Book Review - Running is My Therapy
This book came recommended to me from a former member (thank you Liz!) As a runner myself - well, I'd probably describe myself as a CrossFitter who likes to run ... - I was curious to learn what the author had to say about relieving stress and anxiety, fighting depression, ditching bad habits, and living happier. After all, our goal at CrossFit Simsbury is to promote health and happiness!
Whenever I go for a run, I always come back feeling great, and wonder why. If I'm ever in a less-than-ideal mood, I go for a run. I always come back in a better mood. Is it the running itself that does it? The increased heart rate and the increased blood flow? Is it being outside in nature with some fresh air? Is it being alone and being able to let my brain disconnect from technology and notifications and actually relax?
The book does a good job of mixing scientific studies on the matter with the authors, and others, practical opinions. I like science and data, so hearing paragraphs about GABA, SSRIs, glycogen stores, and VO2 max I find interesting. If science is not your thing, don't fret, for every paragraph of science, there are two more filled with personal anecdotes. Overall the book is an easy read.
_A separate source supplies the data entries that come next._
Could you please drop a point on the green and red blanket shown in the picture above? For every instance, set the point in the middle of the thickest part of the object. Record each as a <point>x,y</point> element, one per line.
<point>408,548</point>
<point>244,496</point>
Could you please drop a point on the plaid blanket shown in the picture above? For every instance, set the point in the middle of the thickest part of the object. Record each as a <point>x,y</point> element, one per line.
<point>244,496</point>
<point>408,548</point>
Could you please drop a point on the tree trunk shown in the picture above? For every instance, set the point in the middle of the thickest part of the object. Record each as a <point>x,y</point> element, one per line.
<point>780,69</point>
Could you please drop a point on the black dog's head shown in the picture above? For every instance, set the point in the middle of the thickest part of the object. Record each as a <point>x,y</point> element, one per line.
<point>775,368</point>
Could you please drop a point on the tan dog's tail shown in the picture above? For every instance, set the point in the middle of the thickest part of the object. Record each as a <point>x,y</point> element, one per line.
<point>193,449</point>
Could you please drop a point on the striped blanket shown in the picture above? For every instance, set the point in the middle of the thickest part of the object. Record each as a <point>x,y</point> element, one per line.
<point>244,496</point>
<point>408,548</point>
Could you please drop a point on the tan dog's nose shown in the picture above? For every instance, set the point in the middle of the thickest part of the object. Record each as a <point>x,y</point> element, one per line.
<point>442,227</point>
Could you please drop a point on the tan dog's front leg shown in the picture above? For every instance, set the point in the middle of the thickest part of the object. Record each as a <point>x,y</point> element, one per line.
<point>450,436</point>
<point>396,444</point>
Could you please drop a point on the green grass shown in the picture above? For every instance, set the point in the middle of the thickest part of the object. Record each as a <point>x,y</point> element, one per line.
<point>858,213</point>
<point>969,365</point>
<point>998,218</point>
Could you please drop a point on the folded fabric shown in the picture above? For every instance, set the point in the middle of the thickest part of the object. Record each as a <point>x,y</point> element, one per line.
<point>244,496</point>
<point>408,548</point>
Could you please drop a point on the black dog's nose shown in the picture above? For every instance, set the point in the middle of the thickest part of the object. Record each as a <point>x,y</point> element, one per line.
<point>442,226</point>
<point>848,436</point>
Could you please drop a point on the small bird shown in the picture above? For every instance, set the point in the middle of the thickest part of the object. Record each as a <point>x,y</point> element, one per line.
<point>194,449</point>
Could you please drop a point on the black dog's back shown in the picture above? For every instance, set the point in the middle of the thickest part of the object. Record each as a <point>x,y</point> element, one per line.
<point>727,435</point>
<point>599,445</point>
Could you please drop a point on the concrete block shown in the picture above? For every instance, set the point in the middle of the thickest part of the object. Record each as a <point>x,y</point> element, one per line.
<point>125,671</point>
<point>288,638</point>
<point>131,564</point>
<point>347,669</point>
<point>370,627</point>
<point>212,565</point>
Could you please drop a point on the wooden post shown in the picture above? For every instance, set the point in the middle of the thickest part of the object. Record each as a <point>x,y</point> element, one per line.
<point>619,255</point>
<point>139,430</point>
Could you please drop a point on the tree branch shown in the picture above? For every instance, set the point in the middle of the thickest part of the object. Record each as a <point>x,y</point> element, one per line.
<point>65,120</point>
While the author specifically focuses on running, I took a good bit of it as exercise in general, and especially CrossFit. I mentioned how running puts me in a good mood. You know what else puts me in a good mood? A good, sweaty, CrossFit wod. The biggest differentiation that was pointed out was that purely lifting weights does not give the benefits that running does. The heart rate needs to be elevated for a long period of time to see the specific brain boosting benefits for improving neurological function.
The author ends the book with an appendix of quick tips for using running to manage mental health.
1. Any run is better than no run
2. The most important step of the run is the one that gets you out the door
3. 30 minutes or more is best, but don't fret about time, see point #1
I think all of those relate to CrossFit as well!
I'd recommend this book to anyone who has, has had, or knows people with anxiety or depression. The author stated that 30% of Americans have anxiety, and antidepressants are the most commonly prescribed medication in the USA. The author also pointed out that for most mild cases of anxiety and depression, exercise does equal if not better than pharmaceutical medication!